According to author Benjamin R. Beede, the rebels encountered no resistance at Boquillas and they successfully looted the town. Lt. Col. Alvarez was somehow captured by the townspeople, although the raiders took two hostages before heading to the Del Carmen mines to steal the company payroll. The hostages were Jesse Deemer and his black Seminole assistant Monroe Payne, a relative of the Indian scouts Adam and Isaac Payne. According to Beede's account, more hostages were taken at the mines but all of them were apparently released before the rebels rode back to Mexico. After the attack on Glenn Springs, Ramirez regrouped with Alvarez's men in Boquillas and they crossed the Rio Grande into the state of Coahuila. The hostages were held in a stolen truck and driven to Mexico. Deemer pretended he was a German while in captivity; this was because of an order issued by Pancho Villa, who viewed Germans as friendlies. When the raid was over, the commercial buildings and some of the houses in Glenn Springs were heavily damaged but Boquillas was left comparatively untouched. At Glenn Springs, the wax factory, the Ellis' store and the adobe building the American soldiers defended were all burned and several houses were looted. The rebels also stole all of Mrs. Ellis' clothing and a day later some of the thieves were seen wearing the clothes near San Vicente, Texas. In all, four Americans had been killed, two captured and at least five wounded or burned. Though successful, at least one Mexican rebel was killed and a few were wounded. Capt. Wood said that on May 6 he found the body of one raider and "seven pools of blood," indicating that some others may have been either killed or wounded. The army later established a camp at Glenn Springs, which it maintained until 1920, when the settlement became a ghost town.

==Aftermath==
When Gen. Hugh L. Scott learned of the attack he organized another punitive expedition under the joint command of Col. Frederick W. Sibley and Maj. George T. Langhorne. Setting out from Marathon on May 8, the expedition assembled at Jesse Deemer's store in Boquillas, where Col. Sibley allowed Maj. Langhorne to proceed ahead of the main column with two troops of the 8th Cavalry; the remainder of the expedition would then follow in two days. With 80 men, two wagons and one Cadillac touring car, Langhorne crossed the Rio Grande on May 11 and headed for the village of El Pino, Coahuila, where the rebels were holding Deemer and Monroe Payne. Following a 24-hour march, Langhorne arrived at El Pino and learned that the rebels wanted to trade Lt. Col. Alvarez for Deemer and Payne. Langhorne had no intention of negotiating so he put "12 sharpshooters" into the touring car and ordered them to attack the little village. However, when they began their advance, the rebels fled, leaving Deemer and Payne in American hands. Though the two hostages had been liberated, the Americans continued to search for the raiders and, on May 15, a small force of cavalrymen, under the command of Lt. Stuart W. Cramer, engaged in a "brief firefight" at Castillon. Five Mexicans were killed during the skirmish and two more were wounded; there were no casualties on the American side.

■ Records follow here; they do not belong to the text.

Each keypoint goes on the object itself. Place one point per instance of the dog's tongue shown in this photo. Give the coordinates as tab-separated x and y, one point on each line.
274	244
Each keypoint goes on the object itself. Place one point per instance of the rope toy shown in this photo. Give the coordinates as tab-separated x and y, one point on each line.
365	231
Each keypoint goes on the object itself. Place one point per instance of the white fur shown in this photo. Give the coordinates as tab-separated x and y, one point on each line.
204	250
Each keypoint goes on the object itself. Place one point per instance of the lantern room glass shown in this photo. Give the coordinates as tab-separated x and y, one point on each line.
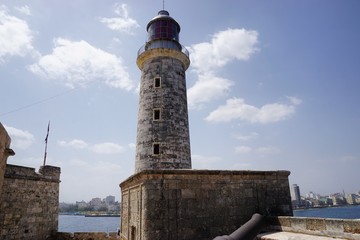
163	29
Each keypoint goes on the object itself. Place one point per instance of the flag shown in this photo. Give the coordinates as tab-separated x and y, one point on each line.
47	134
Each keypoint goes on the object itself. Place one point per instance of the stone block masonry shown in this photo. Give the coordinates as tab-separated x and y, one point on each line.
199	204
29	203
5	152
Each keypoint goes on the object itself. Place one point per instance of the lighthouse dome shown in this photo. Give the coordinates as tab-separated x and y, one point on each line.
163	27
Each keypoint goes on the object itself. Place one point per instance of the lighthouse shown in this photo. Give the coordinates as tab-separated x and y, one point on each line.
163	140
165	198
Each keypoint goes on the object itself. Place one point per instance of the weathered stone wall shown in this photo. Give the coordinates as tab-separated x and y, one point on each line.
29	203
332	228
171	130
199	204
5	152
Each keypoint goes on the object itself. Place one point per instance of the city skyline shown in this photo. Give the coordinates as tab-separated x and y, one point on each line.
271	86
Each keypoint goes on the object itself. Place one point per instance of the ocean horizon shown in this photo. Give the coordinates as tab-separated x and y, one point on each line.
80	223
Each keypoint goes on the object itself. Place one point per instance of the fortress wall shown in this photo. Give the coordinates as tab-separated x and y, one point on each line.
29	202
332	228
199	204
4	145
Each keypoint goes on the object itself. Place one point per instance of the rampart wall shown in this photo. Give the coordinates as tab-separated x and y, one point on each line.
199	204
5	152
29	200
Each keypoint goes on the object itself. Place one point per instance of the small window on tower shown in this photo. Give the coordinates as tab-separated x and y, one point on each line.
156	148
157	114
157	82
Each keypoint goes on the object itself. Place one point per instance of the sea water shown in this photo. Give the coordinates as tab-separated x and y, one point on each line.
76	223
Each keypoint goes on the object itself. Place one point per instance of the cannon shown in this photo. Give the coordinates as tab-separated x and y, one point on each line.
248	231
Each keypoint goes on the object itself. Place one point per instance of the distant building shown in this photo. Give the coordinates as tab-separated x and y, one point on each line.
295	195
109	200
351	198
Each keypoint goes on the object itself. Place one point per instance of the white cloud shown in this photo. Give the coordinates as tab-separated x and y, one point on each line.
15	36
242	149
24	10
225	46
204	162
123	23
208	57
268	150
107	148
248	137
75	143
236	108
79	64
207	88
100	148
294	100
21	139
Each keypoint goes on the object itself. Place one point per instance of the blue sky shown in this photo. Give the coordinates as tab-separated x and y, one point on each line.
273	85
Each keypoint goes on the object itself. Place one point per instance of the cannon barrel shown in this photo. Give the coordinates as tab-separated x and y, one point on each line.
248	231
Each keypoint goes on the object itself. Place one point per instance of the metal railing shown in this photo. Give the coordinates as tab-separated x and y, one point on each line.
163	44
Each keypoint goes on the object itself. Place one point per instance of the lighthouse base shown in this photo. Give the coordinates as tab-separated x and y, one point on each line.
199	204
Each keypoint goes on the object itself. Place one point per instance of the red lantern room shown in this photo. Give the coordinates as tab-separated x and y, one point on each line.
163	27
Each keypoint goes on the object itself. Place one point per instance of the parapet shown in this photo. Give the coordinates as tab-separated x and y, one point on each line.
46	173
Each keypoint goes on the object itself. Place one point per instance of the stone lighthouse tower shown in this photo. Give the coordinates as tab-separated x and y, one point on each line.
163	128
166	199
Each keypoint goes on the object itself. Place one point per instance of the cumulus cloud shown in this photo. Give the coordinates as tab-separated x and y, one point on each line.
207	88
123	23
107	148
268	150
24	10
204	162
15	36
21	139
247	137
209	57
242	149
77	63
260	150
237	109
224	47
100	148
75	143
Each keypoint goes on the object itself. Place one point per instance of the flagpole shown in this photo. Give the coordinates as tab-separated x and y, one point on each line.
46	138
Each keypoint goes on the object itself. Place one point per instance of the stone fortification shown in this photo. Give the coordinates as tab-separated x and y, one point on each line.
29	202
5	152
171	130
199	204
284	227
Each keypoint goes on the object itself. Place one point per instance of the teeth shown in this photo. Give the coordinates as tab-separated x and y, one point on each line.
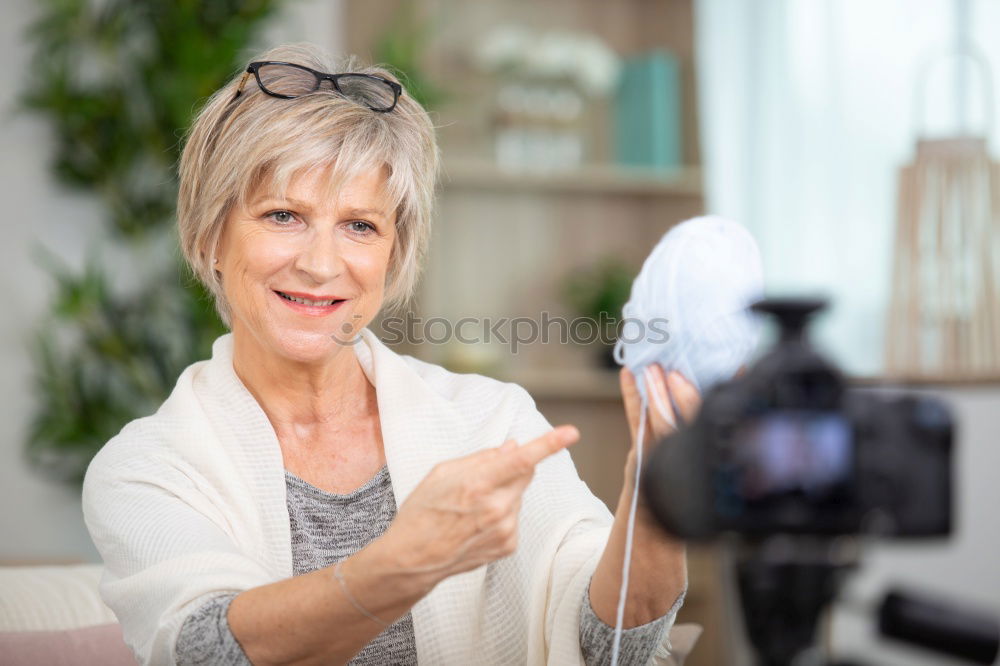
306	301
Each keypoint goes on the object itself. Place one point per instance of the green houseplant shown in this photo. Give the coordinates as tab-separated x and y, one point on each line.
599	291
118	81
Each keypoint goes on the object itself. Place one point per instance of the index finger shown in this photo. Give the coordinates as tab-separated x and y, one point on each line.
548	444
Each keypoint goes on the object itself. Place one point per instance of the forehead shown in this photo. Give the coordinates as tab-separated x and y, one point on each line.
361	187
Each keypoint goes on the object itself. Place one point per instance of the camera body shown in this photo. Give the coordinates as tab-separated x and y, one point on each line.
787	448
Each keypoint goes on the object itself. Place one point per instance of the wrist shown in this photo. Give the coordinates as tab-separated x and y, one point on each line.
398	565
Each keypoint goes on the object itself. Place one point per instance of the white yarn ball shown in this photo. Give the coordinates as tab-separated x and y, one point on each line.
701	278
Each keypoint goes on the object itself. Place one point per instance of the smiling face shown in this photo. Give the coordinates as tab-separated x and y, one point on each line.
305	272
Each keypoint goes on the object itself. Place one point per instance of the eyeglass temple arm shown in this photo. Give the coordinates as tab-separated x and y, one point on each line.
242	83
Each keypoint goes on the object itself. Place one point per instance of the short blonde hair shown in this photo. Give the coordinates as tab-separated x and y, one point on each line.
237	145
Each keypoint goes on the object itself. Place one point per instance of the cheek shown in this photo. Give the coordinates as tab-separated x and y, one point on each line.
265	254
258	256
371	265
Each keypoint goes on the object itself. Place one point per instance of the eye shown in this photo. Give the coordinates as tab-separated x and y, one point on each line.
282	218
361	227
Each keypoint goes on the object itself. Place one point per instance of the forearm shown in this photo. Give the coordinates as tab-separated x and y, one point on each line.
658	573
292	621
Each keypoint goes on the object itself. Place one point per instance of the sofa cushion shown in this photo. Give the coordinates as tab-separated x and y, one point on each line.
44	598
100	645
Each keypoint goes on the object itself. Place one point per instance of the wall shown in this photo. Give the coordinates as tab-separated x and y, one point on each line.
40	521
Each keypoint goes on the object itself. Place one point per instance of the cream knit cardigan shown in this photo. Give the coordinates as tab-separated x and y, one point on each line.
190	502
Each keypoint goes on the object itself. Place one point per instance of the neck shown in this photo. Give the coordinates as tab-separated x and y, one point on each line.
296	393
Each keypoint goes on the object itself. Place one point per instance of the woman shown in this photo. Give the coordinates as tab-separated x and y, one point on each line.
254	517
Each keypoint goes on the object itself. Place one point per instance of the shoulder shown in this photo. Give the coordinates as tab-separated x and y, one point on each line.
144	444
468	388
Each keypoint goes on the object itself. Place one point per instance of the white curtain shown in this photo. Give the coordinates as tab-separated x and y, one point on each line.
808	110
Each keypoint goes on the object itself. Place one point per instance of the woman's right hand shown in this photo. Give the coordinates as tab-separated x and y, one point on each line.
464	514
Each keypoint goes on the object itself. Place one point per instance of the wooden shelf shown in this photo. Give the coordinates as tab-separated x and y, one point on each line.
587	179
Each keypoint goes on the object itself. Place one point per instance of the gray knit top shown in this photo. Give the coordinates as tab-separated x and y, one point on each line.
328	527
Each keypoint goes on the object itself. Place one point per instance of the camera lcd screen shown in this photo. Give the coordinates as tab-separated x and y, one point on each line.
789	469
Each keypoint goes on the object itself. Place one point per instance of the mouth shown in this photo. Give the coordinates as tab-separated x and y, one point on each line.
309	303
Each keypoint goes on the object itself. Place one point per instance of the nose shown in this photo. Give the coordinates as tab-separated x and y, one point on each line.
320	259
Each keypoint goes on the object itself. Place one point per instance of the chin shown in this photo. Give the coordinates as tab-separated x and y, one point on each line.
305	346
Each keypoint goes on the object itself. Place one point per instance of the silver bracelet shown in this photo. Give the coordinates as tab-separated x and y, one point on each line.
343	586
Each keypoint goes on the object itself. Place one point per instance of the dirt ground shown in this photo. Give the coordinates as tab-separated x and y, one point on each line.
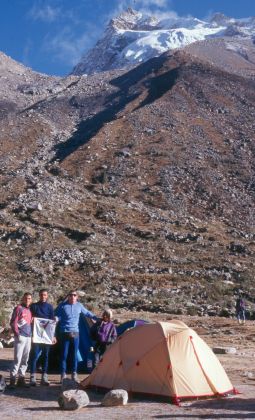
39	402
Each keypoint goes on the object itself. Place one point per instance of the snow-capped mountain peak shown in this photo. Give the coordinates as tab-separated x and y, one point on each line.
134	37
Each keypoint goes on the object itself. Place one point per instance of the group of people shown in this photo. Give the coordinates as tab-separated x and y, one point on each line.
67	314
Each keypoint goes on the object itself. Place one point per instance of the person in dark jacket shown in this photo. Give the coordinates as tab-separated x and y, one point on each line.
68	313
41	309
21	326
104	333
240	310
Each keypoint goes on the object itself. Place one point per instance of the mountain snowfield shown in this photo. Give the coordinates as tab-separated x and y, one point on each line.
132	38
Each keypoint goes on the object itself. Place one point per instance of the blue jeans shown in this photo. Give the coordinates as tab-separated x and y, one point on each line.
36	352
71	344
240	315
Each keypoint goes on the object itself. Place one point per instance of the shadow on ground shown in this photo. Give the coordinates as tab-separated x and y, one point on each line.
130	86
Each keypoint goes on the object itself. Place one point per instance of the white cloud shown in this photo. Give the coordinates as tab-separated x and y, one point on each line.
45	13
147	3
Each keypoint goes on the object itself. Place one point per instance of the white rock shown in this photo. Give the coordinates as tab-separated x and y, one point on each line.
115	397
68	384
73	399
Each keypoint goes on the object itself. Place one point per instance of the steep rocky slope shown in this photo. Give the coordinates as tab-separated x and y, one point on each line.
136	186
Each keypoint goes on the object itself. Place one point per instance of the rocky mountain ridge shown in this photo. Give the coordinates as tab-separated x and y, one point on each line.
135	186
132	38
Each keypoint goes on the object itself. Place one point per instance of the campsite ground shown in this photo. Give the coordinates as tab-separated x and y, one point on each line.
36	403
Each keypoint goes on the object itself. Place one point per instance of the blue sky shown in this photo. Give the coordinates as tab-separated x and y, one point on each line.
51	35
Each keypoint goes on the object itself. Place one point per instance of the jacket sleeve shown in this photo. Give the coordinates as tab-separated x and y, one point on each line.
52	316
58	311
113	335
14	320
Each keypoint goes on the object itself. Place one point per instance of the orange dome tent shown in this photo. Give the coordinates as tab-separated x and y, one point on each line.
165	358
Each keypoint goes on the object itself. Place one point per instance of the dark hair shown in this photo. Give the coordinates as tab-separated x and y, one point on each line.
43	290
27	294
72	291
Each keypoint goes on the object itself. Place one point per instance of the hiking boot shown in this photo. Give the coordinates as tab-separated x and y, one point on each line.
44	380
22	383
12	383
32	380
75	377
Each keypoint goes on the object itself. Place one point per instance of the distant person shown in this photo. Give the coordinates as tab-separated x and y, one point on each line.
240	310
104	333
69	313
21	321
41	309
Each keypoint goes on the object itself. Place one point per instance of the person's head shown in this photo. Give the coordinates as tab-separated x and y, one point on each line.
43	295
27	299
107	315
72	296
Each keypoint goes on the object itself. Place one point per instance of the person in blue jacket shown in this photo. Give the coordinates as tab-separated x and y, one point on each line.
41	309
68	314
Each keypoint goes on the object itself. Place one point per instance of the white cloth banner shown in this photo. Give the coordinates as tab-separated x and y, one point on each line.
44	331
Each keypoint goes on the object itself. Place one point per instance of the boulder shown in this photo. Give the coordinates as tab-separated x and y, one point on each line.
69	384
115	397
73	399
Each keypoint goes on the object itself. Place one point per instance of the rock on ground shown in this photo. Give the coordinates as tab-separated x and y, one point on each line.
69	384
73	399
115	397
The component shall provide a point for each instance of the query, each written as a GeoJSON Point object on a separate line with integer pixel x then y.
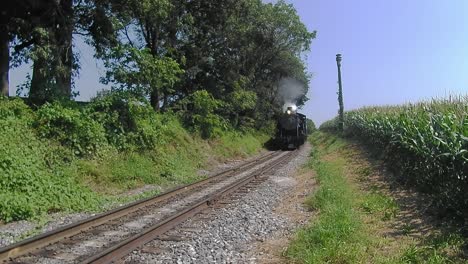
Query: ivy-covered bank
{"type": "Point", "coordinates": [70, 157]}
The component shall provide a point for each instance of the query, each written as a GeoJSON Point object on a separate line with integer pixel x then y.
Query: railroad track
{"type": "Point", "coordinates": [110, 236]}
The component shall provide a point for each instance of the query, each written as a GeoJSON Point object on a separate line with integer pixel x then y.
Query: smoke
{"type": "Point", "coordinates": [289, 90]}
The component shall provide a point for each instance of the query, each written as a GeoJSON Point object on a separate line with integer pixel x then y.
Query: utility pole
{"type": "Point", "coordinates": [340, 95]}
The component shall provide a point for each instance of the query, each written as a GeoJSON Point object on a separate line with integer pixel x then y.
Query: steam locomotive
{"type": "Point", "coordinates": [291, 128]}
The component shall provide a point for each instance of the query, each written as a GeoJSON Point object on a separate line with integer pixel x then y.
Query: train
{"type": "Point", "coordinates": [291, 128]}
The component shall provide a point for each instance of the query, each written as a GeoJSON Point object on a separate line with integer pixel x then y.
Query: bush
{"type": "Point", "coordinates": [202, 114]}
{"type": "Point", "coordinates": [72, 128]}
{"type": "Point", "coordinates": [30, 180]}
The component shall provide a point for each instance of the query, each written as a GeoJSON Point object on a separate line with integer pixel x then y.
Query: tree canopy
{"type": "Point", "coordinates": [232, 52]}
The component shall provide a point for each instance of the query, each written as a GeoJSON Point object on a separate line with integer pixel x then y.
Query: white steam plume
{"type": "Point", "coordinates": [289, 90]}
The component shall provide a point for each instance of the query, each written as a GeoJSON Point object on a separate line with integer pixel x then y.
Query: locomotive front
{"type": "Point", "coordinates": [292, 128]}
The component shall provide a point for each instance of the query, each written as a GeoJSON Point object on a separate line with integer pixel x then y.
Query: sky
{"type": "Point", "coordinates": [393, 52]}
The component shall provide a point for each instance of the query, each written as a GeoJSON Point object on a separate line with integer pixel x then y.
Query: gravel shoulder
{"type": "Point", "coordinates": [243, 231]}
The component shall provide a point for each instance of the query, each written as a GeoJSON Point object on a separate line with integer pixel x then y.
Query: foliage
{"type": "Point", "coordinates": [353, 215]}
{"type": "Point", "coordinates": [140, 71]}
{"type": "Point", "coordinates": [338, 234]}
{"type": "Point", "coordinates": [425, 143]}
{"type": "Point", "coordinates": [311, 128]}
{"type": "Point", "coordinates": [71, 127]}
{"type": "Point", "coordinates": [31, 168]}
{"type": "Point", "coordinates": [200, 113]}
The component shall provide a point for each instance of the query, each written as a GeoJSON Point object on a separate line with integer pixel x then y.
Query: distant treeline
{"type": "Point", "coordinates": [165, 51]}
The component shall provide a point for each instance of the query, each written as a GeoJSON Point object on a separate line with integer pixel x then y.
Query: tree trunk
{"type": "Point", "coordinates": [4, 60]}
{"type": "Point", "coordinates": [64, 37]}
{"type": "Point", "coordinates": [154, 99]}
{"type": "Point", "coordinates": [37, 92]}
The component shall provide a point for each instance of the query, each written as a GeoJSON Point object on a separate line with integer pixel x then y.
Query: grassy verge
{"type": "Point", "coordinates": [357, 221]}
{"type": "Point", "coordinates": [61, 158]}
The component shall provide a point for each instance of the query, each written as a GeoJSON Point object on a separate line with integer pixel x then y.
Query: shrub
{"type": "Point", "coordinates": [30, 180]}
{"type": "Point", "coordinates": [72, 128]}
{"type": "Point", "coordinates": [202, 114]}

The expedition occurred while the U.S. and the Mexican government of Venustiano Carranza were holding a peace conference in El Paso. During the conference, Carranza issued a statement saying that Sibley's and Langhorne's "little punitive expedition" was pushing Mexico and the U.S. into war. Carranza had already protested about Gen. Pershing's expedition in Chihuahua, so it was agreed that Sibley and Langhorne would return to the U.S., which they did, on May 25, after a 550-mile journey.